Rügen

Von der Wucht ins Meer gedrückt

Fünf Wochen nach dem Unglück am Kap Arkona auf Rügen ist die Leiche des zehnjährigen Mädchens gefunden worden. Am Dienstagmorgen wurde eine angespülte Kinderleiche gefunden. Der Bürgermeister des Dorfes Putgarten, Ernst Heinemann, war sich sicher, dass es sich um die seit Weihnachten vermisste Katharina aus Brandenburg handelte.

Die Polizei in Stralsund will sich erst am Mittwoch nach der Obduktion des Kindes zu dessen Identität äußern. Das zehnjährige Mädchen war am zweiten Weihnachtsfeiertag während eines Spaziergangs unterhalb der 35 Meter hohen Steilküste von herabstürzenden Kreidefelsen erfasst worden und blieb seitdem verschwunden. Die Rettungskräfte brachen die Suche nach dem Kind Mitte Januar ab. Die Mutter und die 14 Jahre alte Schwester des Mädchens waren von den Geröllmassen schwer beziehungsweise leicht verletzt worden.

Am frühen Dienstagmorgen kurz nach Sonnenaufgang hatte ein Gemeindemitarbeiter das Kind am vereisten Kiesstrand entdeckt, nicht weit von der Stelle, an der das Mädchen verunglückt war. Der Mitarbeiter hatte den Auftrag, regelmäßig den Strand und die Steilküste zu kontrollieren. "In der Nacht zu Dienstag herrschte Sturm aus Nordost", sagte Heinemann. "Darauf hatten wir schon gewartet, denn bei Nordost-Sturm kommt alles vom Meer zurück." Wahrscheinlich ist das Kind unter dem Druck der herabstürzenden Geröllmassen ins Meer gespült worden.

Bis zu 200 Helfer hatten nach dem Felsabbruch unter den Geröllmassen nach dem Mädchen gesucht. Trotz des Einsatzes von Spürhunden und Baggern war die Suche nach gut zwei Wochen ergebnislos eingestellt worden. Der Strandabschnitt wurde gesperrt und zu einem "Ort der Ruhe" erklärt. Mehrere Hundert Menschen nahmen während eines Gottesdienstes Abschied von dem Mädchen.

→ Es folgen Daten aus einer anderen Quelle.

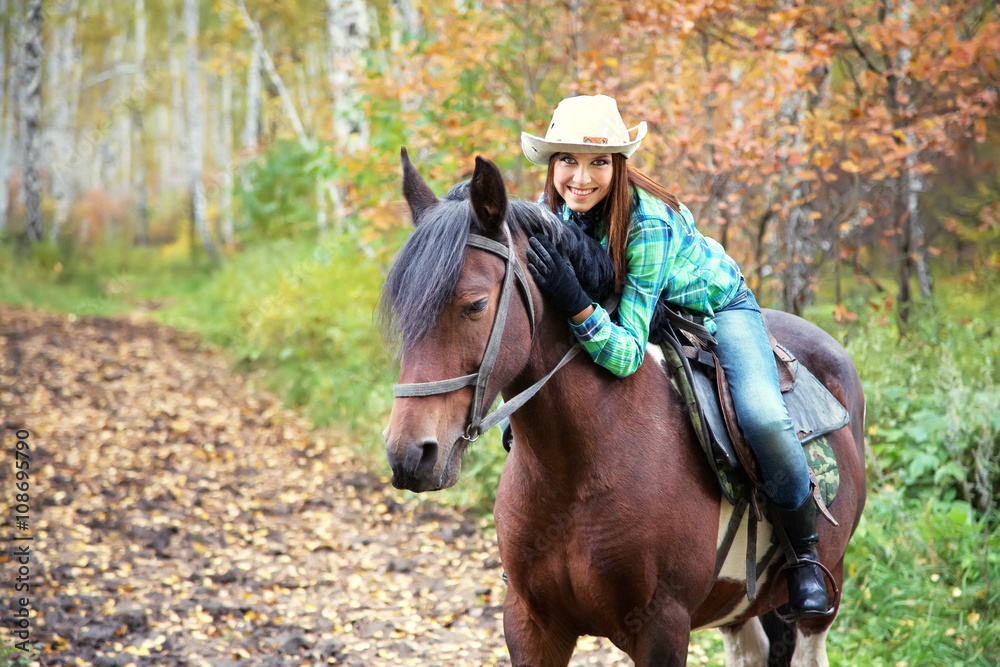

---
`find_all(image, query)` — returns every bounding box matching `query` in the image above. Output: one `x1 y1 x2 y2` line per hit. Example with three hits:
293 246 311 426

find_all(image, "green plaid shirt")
561 190 740 377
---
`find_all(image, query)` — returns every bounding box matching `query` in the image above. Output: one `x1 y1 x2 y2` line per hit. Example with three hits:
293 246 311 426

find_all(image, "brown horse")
382 150 865 667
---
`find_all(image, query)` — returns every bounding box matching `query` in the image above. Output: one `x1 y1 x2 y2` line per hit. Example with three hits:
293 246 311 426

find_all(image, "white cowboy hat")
521 95 646 166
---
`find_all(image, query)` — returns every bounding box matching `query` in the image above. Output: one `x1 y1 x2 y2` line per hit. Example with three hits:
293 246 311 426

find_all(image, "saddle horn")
469 156 507 231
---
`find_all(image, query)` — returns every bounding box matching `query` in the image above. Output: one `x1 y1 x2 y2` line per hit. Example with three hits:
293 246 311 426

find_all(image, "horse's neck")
505 320 615 487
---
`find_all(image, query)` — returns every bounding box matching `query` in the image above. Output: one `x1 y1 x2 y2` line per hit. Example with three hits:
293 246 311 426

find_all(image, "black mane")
379 181 614 346
379 181 684 354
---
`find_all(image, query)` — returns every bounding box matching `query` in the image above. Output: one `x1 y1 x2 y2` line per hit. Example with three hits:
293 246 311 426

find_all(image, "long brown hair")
545 158 680 292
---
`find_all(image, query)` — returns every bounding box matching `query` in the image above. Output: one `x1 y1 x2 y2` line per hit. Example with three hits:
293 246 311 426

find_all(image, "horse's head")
381 149 546 491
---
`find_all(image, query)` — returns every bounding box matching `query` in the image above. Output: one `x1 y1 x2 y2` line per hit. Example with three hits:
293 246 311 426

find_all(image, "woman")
521 95 827 619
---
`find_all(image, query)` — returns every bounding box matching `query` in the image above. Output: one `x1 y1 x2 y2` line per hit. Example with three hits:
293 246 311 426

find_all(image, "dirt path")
0 306 623 666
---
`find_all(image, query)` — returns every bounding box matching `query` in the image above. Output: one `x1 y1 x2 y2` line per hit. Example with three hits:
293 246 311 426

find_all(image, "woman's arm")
572 220 673 377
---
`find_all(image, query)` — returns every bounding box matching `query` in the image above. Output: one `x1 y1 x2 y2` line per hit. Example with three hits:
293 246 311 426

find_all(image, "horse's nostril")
417 440 438 471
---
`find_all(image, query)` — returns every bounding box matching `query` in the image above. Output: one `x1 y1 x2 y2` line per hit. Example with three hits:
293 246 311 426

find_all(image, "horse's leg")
503 588 577 667
628 601 691 667
791 558 844 667
719 616 770 667
792 619 830 667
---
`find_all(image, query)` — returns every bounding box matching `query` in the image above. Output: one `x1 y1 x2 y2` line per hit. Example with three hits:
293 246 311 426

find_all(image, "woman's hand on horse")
528 235 593 324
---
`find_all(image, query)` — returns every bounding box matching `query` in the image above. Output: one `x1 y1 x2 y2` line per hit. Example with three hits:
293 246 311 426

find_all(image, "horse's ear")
469 156 507 231
399 146 438 225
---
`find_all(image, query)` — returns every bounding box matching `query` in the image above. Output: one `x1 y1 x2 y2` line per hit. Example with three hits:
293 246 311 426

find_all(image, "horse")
380 148 865 667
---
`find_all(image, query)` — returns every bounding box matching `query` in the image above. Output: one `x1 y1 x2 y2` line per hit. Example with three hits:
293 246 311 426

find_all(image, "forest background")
0 0 1000 665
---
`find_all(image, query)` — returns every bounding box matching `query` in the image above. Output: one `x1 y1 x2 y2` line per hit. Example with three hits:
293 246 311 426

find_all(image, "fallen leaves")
0 307 622 667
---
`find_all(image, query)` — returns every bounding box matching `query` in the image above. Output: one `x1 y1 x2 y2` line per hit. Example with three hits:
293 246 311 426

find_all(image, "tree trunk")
20 0 43 243
219 63 235 246
163 7 188 190
0 0 10 239
129 0 149 245
779 0 815 315
184 0 218 262
326 0 371 152
237 0 332 236
48 0 77 241
896 0 933 314
240 42 262 192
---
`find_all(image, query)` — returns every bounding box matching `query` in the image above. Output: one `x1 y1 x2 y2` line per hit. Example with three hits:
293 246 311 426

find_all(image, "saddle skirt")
651 314 850 510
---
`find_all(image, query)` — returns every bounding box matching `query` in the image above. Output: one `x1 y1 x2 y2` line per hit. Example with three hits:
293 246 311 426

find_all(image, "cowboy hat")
521 95 646 166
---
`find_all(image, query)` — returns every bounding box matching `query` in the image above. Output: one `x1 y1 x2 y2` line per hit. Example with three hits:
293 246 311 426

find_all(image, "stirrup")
767 558 840 625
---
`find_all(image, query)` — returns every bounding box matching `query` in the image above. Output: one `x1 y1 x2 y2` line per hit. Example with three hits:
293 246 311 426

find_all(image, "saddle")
650 308 850 506
650 302 850 601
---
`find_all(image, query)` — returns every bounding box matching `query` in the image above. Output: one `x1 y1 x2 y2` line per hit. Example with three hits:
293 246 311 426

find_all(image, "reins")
393 223 582 442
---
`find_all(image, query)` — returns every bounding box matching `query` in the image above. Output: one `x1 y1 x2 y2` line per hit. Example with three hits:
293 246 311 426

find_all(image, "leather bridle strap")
393 225 581 441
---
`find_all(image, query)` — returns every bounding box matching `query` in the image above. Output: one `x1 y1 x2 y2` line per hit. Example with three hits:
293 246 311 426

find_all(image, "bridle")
393 223 581 442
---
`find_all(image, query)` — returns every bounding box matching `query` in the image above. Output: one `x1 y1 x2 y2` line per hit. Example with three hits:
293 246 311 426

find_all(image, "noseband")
393 223 581 442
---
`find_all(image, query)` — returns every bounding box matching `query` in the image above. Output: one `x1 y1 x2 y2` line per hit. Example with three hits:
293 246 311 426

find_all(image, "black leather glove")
528 235 592 317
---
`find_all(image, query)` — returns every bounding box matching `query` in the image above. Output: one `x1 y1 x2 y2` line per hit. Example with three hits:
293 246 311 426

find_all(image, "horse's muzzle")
385 439 440 493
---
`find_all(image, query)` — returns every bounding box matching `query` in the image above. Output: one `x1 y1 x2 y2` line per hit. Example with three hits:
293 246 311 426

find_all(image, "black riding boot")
772 493 829 621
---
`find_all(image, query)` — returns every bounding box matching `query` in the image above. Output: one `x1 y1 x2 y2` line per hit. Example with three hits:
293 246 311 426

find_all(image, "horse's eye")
465 299 490 315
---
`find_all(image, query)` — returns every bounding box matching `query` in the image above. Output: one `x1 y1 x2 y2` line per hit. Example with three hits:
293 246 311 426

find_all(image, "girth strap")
393 225 583 440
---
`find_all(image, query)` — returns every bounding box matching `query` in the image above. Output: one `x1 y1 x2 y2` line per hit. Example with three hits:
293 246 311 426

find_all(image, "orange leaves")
840 160 861 174
833 303 858 324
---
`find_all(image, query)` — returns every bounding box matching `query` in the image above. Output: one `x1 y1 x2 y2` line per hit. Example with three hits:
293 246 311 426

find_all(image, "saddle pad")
659 344 850 504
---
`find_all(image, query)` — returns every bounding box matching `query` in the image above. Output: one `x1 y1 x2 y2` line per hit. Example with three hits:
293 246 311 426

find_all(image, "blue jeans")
714 282 810 510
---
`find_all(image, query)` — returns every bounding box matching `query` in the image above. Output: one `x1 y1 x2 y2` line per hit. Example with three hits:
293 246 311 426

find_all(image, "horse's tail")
760 611 796 667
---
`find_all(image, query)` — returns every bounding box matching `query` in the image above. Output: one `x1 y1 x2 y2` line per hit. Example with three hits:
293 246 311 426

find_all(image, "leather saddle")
650 308 850 509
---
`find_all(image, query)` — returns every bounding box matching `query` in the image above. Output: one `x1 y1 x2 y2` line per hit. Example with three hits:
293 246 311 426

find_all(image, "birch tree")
0 0 9 238
48 0 77 240
20 0 43 243
164 10 186 193
240 41 263 192
778 2 815 315
326 0 371 152
236 0 340 236
890 0 932 323
184 0 218 262
217 62 236 246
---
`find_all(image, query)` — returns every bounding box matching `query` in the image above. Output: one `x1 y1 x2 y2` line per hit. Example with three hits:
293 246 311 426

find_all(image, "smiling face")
552 153 613 213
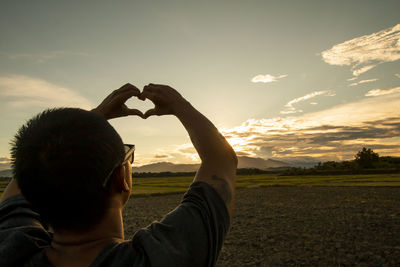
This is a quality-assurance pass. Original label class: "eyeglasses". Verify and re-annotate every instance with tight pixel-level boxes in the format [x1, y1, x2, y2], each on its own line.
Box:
[102, 144, 135, 188]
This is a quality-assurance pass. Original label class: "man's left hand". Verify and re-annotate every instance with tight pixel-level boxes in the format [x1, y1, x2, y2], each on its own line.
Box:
[92, 83, 144, 120]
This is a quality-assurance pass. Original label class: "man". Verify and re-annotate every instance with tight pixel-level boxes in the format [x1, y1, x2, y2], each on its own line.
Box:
[0, 84, 237, 266]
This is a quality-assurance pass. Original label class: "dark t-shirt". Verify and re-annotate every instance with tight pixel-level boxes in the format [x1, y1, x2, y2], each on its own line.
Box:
[0, 182, 229, 267]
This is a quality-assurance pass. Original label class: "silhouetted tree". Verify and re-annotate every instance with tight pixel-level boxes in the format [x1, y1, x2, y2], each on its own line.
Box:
[354, 147, 379, 169]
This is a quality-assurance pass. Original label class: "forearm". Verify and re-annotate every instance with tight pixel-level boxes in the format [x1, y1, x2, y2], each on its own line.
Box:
[176, 102, 237, 169]
[176, 100, 237, 217]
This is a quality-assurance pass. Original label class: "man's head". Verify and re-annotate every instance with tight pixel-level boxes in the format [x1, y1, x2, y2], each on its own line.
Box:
[11, 108, 125, 230]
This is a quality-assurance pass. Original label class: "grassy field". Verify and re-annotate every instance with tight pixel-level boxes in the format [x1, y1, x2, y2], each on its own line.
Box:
[0, 174, 400, 195]
[129, 174, 400, 195]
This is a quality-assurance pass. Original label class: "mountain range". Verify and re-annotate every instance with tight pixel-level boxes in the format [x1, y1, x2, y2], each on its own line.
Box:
[133, 157, 292, 172]
[0, 156, 317, 177]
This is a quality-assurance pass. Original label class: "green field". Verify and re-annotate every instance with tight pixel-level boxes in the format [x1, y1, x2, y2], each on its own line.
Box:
[129, 174, 400, 195]
[0, 174, 400, 198]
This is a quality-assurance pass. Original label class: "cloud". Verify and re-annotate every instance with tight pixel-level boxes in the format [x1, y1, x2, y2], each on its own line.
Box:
[349, 79, 378, 86]
[154, 154, 169, 159]
[251, 74, 288, 83]
[0, 75, 93, 109]
[321, 24, 400, 76]
[365, 87, 400, 96]
[281, 90, 336, 114]
[0, 50, 91, 63]
[220, 94, 400, 161]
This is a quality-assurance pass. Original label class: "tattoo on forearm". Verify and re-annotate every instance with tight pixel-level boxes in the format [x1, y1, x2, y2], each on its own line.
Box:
[212, 174, 232, 205]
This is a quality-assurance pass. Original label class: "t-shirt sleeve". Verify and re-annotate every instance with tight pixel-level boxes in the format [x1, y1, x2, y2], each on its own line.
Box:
[0, 195, 51, 266]
[132, 182, 230, 266]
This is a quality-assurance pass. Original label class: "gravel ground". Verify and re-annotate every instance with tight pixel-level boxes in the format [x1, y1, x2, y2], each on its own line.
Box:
[125, 187, 400, 266]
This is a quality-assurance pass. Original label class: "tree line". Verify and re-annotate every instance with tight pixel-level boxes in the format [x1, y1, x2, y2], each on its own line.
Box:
[282, 147, 400, 175]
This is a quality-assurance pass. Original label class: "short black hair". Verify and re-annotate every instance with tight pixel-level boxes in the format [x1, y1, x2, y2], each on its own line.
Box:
[11, 108, 124, 230]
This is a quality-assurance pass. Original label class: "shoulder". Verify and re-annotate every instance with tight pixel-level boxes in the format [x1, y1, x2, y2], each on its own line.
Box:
[0, 195, 51, 266]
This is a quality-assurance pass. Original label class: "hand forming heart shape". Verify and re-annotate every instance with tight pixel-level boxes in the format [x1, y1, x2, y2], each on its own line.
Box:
[92, 83, 184, 119]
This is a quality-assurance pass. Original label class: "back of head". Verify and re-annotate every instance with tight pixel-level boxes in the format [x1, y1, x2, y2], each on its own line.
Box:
[11, 108, 124, 230]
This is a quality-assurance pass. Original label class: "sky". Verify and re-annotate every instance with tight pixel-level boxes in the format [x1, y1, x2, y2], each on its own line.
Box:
[0, 0, 400, 169]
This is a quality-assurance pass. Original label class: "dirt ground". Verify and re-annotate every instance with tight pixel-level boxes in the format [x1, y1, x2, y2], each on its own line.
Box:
[125, 187, 400, 266]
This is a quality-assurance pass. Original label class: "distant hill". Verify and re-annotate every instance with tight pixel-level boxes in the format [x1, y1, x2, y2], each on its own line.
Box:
[0, 157, 293, 177]
[133, 157, 291, 172]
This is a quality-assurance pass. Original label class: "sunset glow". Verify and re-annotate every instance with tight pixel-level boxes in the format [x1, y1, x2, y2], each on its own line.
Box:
[0, 0, 400, 169]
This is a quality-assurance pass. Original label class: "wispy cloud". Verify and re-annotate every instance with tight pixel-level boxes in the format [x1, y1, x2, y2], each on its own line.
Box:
[349, 79, 378, 86]
[0, 75, 93, 109]
[251, 74, 288, 83]
[321, 24, 400, 76]
[365, 87, 400, 96]
[281, 90, 336, 114]
[221, 94, 400, 160]
[0, 50, 91, 63]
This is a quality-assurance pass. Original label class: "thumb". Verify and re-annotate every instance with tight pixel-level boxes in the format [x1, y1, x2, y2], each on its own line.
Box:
[127, 109, 144, 118]
[144, 108, 158, 119]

Inzwischen wurden am Hochufer über dem Steilhang einige Wege verlegt, Absperrungen angebracht und neue Warnschilder aufgestellt. Dennoch ließen sich auch am Dienstag einige Urlauber nicht vom Spaziergang unterhalb der weißen Kreidefelsen abhalten, wie Heinemann sagte. Die Küstengemeinden wollen in den nächsten Tagen zusammen mit dem zuständigen Landkreis und dem Umweltministerium beraten, ob und wie die Nordostküste Rügens gesichert und Touristen besser geschützt werden können.

Besonders im Winter und Frühjahr, wenn Wasser in die Kreide eindringt oder sich bei tiefen Temperaturen darin als Eis ausbreitet, werden Felsteile regelrecht abgesprengt. Im letzten Frühjahr stürzte so an einem Küstenabschnitt auf hundert Metern Länge die Kreide ins Meer.

Unterdessen sperrte auch die Gemeindeverwaltung von Rügens Nachbarinsel Hiddensee einige Strandabschnitte und den Hochuferbereich für Spaziergänger. Er habe bei Kontrollgängen tiefe Risse, Spalten und weit reichende Absenkungen festgestellt, teilte Bürgermeister Thomas Gens mit.